The president of Niger has won a referendum to end term limits and allow him to run again. The president's political opponents say turnout was lower than reported for Tuesday's referendum.

Niger's electoral commission says more than 92 percent of voters approved changes to the constitution allowing President Mamadou Tandja to run for re-election when his current term expires in December.

Electoral officials say 68 percent of the six million eligible voters cast ballots in Tuesday's referendum, despite calls by the president's political opponents to boycott the vote.

The opposition Party for Democracy and Socialism says it believes fewer than five percent of voters took part in the poll.

Bazoum Mohammed, the party's deputy president, says most people honored the opposition boycott and stayed home because they did not want to be associated with the vote. He says the results released by the electoral commission are a fabrication.

Opposition demonstrators successfully prevented 30 polling stations from opening in the western Tahoua region, where opposition leader Mohamadou Issoufou called on all "sincere democrats and patriots" to mobilize against the vote.

Electoral Commission chief Moumouni Hamidou says none of those disruptions affected the overall outcome of the referendum, as more than 1,900 polling stations across Niger did open.

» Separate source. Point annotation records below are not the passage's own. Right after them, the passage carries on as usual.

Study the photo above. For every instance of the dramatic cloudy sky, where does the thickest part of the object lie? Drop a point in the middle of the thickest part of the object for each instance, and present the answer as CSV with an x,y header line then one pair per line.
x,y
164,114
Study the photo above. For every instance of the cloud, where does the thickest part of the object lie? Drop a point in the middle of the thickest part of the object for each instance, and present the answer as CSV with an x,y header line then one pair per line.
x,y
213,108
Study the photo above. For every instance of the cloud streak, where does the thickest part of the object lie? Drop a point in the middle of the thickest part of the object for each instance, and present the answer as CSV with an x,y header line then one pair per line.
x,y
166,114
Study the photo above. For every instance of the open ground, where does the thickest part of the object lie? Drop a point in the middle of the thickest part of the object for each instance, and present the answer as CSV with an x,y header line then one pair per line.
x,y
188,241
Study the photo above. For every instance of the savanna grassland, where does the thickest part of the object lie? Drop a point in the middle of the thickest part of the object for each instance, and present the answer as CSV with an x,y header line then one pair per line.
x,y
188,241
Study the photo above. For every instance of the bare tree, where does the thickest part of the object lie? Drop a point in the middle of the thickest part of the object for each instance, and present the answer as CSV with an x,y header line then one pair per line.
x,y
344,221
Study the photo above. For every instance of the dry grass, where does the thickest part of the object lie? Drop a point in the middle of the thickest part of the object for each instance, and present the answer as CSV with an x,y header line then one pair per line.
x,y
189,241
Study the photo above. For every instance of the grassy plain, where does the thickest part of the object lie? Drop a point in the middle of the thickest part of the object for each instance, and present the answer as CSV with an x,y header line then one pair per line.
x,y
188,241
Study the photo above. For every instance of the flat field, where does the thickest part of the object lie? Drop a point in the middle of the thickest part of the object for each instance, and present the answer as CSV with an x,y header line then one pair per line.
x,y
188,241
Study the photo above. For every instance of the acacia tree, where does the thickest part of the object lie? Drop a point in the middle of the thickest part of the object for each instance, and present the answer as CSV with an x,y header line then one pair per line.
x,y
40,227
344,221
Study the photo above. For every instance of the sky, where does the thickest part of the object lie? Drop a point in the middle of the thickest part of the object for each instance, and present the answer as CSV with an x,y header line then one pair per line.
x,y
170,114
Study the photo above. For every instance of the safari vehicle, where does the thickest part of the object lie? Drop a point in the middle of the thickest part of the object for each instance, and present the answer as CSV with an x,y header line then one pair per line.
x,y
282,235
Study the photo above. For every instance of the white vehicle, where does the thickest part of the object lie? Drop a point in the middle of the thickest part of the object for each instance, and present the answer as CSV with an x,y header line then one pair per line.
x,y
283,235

Constitutional term limits would have prevented President Tandja from running again. Now the 71-year-old leader is eligible to ask voters for three more years in power and to run again after that if he wants to.

The Economic Community of West African States has threatened to sanction President Tandja if he changes the constitution. The European Union has suspended aid because it says the government is committing "grave violations" of the rule of law and democratic values.

Niger's parliament and its constitutional court both told the president that removing term limits would be illegal. President Tandja dissolved both bodies and now rules by decree.

Mr. Tandja says the referendum was a matter between himself and the people of Niger - a direct dialogue that did not include his political opponents or the international community.